Dicho acto fue percibido por algunos, como una forma de censura y violación a la libertad de expresión de los funcionarios del ICA. En respuesta a lo anterior, al ser entrevistada por diversos medios, Rivas Monroy negó tales imputaciones, argumentando que el cumplimiento de la instrucción girada no es obligatorio, ni tendrá consecuencia alguna para quienes decidan no atenderla.

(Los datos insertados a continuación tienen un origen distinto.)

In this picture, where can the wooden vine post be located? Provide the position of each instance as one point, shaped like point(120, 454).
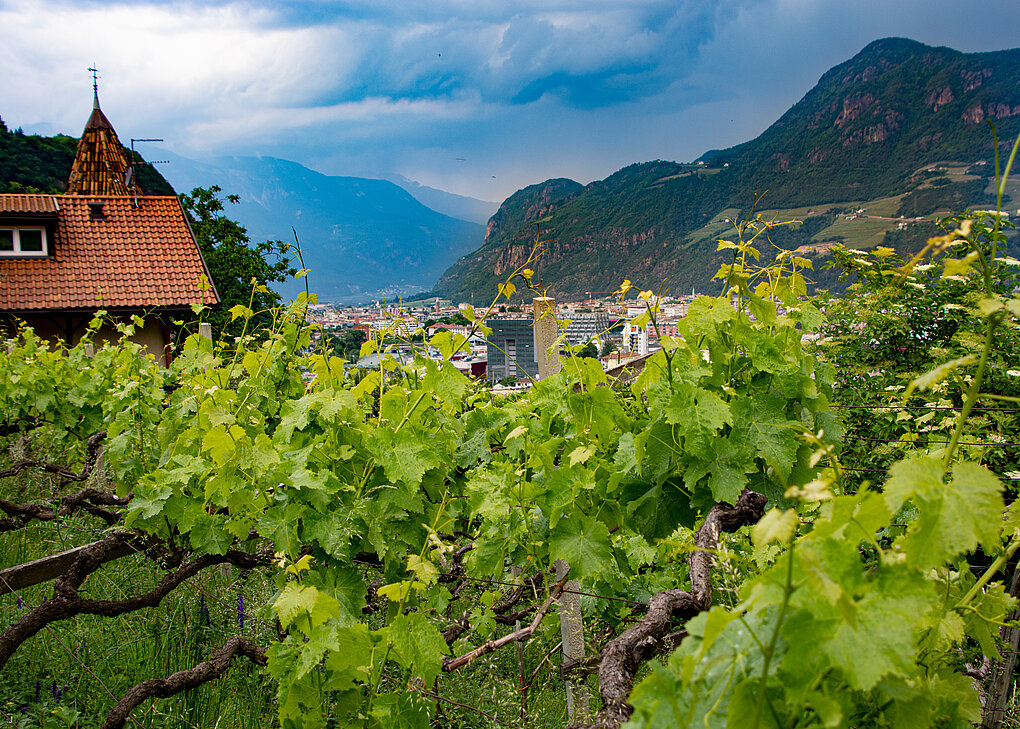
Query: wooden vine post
point(547, 332)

No obstante las declaraciones de la funcionaria, la redacción del oficio publicado, en el marco de la estructura de subordinación en que fue emitido, expresa una intención distinta. La afirmación de que la crítica a las instituciones gubernamentales “representa una deslealtad” y el señalamiento de que aquel que la ejerza “no comparte este proyecto de gobierno” constituyen elementos de coacción para la expresión de las opiniones de aquellos que laboran en el ICA.

Ante el carácter general de los conceptos contenidos en la Ley de Responsabilidades de los Servidores Públicos del Estado de Aguascalientes, resulta poco probable que pueda iniciarse alguna investigación con el objetivo de evaluar las implicaciones de la comunicación emitida por Dulce María Rivas Monroy. Sin embargo, al ser clara la visión de la dirección del ICA respecto a la manifestación de las opiniones de quienes ahí laboran, parece indispensable que la opinión pública dé seguimiento puntual a las destituciones de funcionarios que se hayan realizado o que puedan concretarse durante la gestión de la funcionaria mencionada. Lo anterior, con la finalidad de verificar si, en efecto, dichos casos podrían haberse originado como castigo por el ejercicio de algún derecho.

Sorprende la noción que se expone en el oficio mencionado en torno a las instituciones gubernamentales y la crítica: como si las primeras fueran propiedad de un grupo y la segunda pudiera tener únicamente consecuencias negativas. Si bien —como argumenta la directora del ICA— en diversas ocasiones lo que se expresa en redes sociales no tiene fundamento, pretender sustituir el criterio de un ciudadano para juzgar el carácter de la información, con el exhorto de un superior jerárquico, resulta impermisible en una sociedad que se presta de ser democrática.